Wednesday, 20 November 2019

BRiC's Collective Voice: Value of Mutual Support; Oct. 22, 2019

'We have had the same thought, fear or shared joy in the middle of the night as well.'
Our discussion this week explored the value of mutual support and friendship, and what has it meant to our members.

Naz described briefly how social support has been one of the biggest predictors of psychological well-being in the research literature. The benefits that this brings with it include protection against depression and loneliness, as well as boosting self-esteem and self-compassion.

The discussion highlighted a variety of support, differentiating between family, friends and online support. Many of us protect ourselves, and our families and friends, from the reality and impact that this disease has on our bodies both physically and emotionally. Many described the loss of confidence, feeling and looking physically different as well as the long-term impact that chemotherapy and other treatments can have on us.

Many described finding friends, and in some cases family members, disappearing from our lives, and whilst it was recognised how difficult it is to be able to be supportive, it was generally felt that there was an expectation that family and friends did not understand the impact that breast cancer can have. Many shared that after a few months of finishing 'active' treatment there is an expectation that we should be 'over' it and getting on with life without fear and worry. Many found that the lack of understanding led us to be less vocal about the impact the illness has had on us, and that has in turn led us to feel isolated.
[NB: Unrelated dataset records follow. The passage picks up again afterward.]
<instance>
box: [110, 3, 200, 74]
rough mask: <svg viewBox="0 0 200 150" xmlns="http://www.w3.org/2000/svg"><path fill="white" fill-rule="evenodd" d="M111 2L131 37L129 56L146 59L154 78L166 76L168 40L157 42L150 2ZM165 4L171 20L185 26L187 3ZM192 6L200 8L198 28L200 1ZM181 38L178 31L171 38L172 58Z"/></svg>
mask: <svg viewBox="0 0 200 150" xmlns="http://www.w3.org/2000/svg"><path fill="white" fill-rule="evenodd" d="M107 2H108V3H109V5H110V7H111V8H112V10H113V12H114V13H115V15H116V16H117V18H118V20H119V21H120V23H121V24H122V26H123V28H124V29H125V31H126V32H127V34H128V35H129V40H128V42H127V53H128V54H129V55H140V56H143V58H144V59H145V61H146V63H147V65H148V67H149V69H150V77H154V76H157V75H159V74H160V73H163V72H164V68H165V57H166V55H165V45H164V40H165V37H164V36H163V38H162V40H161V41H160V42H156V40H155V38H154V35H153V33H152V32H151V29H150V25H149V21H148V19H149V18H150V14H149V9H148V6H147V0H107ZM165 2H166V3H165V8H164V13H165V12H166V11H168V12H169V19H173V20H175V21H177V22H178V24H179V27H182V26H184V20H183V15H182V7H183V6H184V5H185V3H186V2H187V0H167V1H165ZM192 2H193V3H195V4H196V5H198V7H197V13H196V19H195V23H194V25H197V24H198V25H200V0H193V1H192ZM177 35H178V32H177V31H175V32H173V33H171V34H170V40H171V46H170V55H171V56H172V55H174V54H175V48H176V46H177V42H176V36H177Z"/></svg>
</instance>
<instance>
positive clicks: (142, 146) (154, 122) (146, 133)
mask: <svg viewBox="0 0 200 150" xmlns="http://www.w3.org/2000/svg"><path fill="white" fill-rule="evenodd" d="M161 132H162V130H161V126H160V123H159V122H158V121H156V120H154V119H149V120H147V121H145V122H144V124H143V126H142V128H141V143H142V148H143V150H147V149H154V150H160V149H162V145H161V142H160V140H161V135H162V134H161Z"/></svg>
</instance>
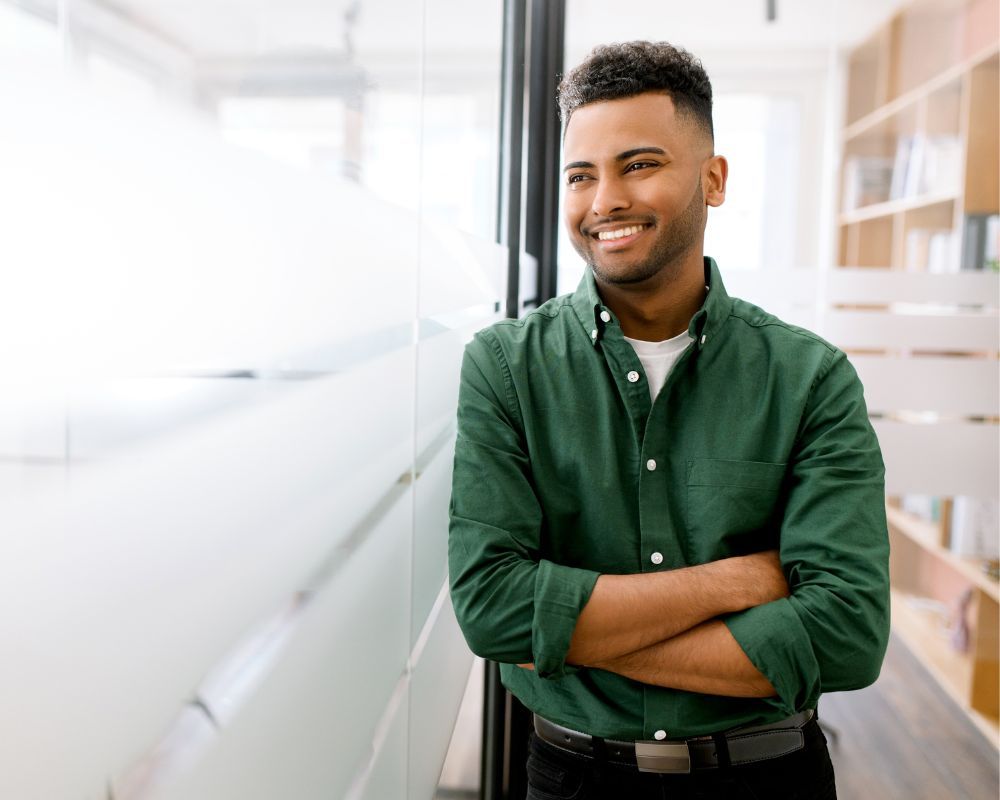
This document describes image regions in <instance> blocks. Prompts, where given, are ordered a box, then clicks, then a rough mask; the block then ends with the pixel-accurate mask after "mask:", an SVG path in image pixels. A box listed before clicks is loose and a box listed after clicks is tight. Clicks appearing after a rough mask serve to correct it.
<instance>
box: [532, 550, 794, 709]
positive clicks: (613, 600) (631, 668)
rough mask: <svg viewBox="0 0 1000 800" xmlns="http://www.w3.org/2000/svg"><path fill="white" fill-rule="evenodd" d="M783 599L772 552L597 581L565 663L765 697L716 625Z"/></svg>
mask: <svg viewBox="0 0 1000 800" xmlns="http://www.w3.org/2000/svg"><path fill="white" fill-rule="evenodd" d="M787 595H788V585H787V583H786V582H785V578H784V575H783V573H782V571H781V565H780V563H779V561H778V554H777V553H776V552H774V551H770V552H764V553H755V554H752V555H748V556H737V557H734V558H726V559H722V560H720V561H714V562H711V563H709V564H704V565H701V566H697V567H687V568H685V569H678V570H672V571H669V572H660V573H650V574H645V575H602V576H600V577H599V578H598V579H597V582H596V583H595V584H594V589H593V591H592V592H591V595H590V599H589V600H588V601H587V604H586V605H585V606H584V608H583V610H582V611H581V612H580V617H579V619H578V621H577V624H576V627H575V629H574V631H573V637H572V639H571V640H570V646H569V651H568V652H567V655H566V661H567V662H568V663H570V664H576V665H579V666H587V667H594V668H598V669H604V670H607V671H609V672H615V673H618V674H619V675H624V676H626V677H628V678H632V679H633V680H637V681H641V682H642V683H647V684H651V685H656V686H665V687H669V688H672V689H684V690H686V691H690V692H701V693H705V694H716V695H726V696H730V697H770V696H772V695H774V693H775V691H774V687H773V686H771V683H770V681H768V680H767V678H765V677H764V676H763V675H762V674H761V673H760V671H759V670H757V668H756V667H755V666H754V665H753V663H752V662H751V661H750V659H749V658H748V657H747V655H746V653H744V652H743V649H742V648H741V647H740V646H739V644H738V643H737V641H736V640H735V639H734V638H733V636H732V634H731V633H730V632H729V630H728V628H726V626H725V624H724V623H722V622H721V621H719V620H718V619H716V618H717V617H719V616H721V615H723V614H728V613H734V612H737V611H743V610H744V609H746V608H752V607H754V606H757V605H760V604H762V603H768V602H771V601H772V600H778V599H780V598H782V597H786V596H787ZM665 608H669V609H670V610H671V613H670V614H664V613H663V609H665ZM521 666H522V667H526V668H531V665H530V664H522V665H521Z"/></svg>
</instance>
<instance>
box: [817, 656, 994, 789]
mask: <svg viewBox="0 0 1000 800" xmlns="http://www.w3.org/2000/svg"><path fill="white" fill-rule="evenodd" d="M819 708H820V718H821V719H822V720H823V722H824V724H825V725H826V724H828V725H830V726H832V727H833V728H834V729H836V731H837V733H838V734H839V735H838V736H837V740H836V742H835V741H834V739H833V738H832V737H830V753H831V756H832V757H833V763H834V767H835V769H836V773H837V795H838V797H839V798H840V800H981V799H982V800H997V796H998V794H1000V771H998V755H997V751H996V749H994V747H993V745H992V744H990V743H989V742H988V741H987V740H986V738H985V737H984V736H983V735H982V733H980V731H979V729H978V728H976V727H975V726H974V725H973V724H972V722H971V721H969V719H968V718H967V717H966V716H965V715H964V714H963V713H962V711H961V710H960V709H959V708H958V707H957V706H956V705H955V703H954V702H953V701H952V700H951V698H950V697H948V695H946V694H945V693H944V691H943V690H942V689H941V688H940V687H938V685H937V683H936V682H935V681H934V679H933V678H932V677H931V676H930V675H929V674H928V672H927V671H926V670H925V669H924V668H923V666H921V664H920V663H919V662H918V661H917V660H916V659H915V658H914V657H913V656H912V655H911V654H910V652H909V650H907V648H906V646H905V645H904V644H903V643H902V642H901V641H900V640H899V639H898V638H896V637H895V636H893V637H892V639H891V640H890V643H889V651H888V653H887V654H886V659H885V664H884V665H883V666H882V674H881V675H880V677H879V679H878V681H876V683H875V684H874V685H873V686H870V687H868V688H867V689H862V690H860V691H857V692H846V693H843V694H839V693H838V694H828V695H824V696H823V698H822V699H821V700H820V707H819Z"/></svg>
There were a couple of members who identified that they were lucky enough to have a friend who was there for them regardless, and that this acceptance and willingness to try to understand was invaluable to them.

Online groups were seen as a massive source of virtual support. Being able to share thoughts and feelings, being able to ask if something is 'right' or should be checked out by professionals, and just having a safe place to be able to say how we are feeling, without the worry or need to protect others, was seen as invaluable.

Being able to write what the fears are in black and white doesn't make them less scary, but the responses from other members helps to stem the feelings of isolation because we understand, we have been there, we have had the same thought, fear or shared joy in the middle of the night as well.

The benefits of face to face meet ups was also thought to be positive. The value of meeting in person cannot be over-estimated. A real hug as opposed to a virtual one means so much, and online friendships tend to deepen when we've met in the flesh.

Being able to give and receive support is essential and being able to just 'be', to be accepted and not be the odd one out because of breast cancer.

Some members described that they did not feel that they had the right to be a part of these groups because they didn't have chemo or mastectomy, but it soon became clear within the discussion that everyone is valued equally. Whilst our experiences are all individual, the one thing we have all had in common is being told we have Breast Cancer. There is no light or lucky form of cancer.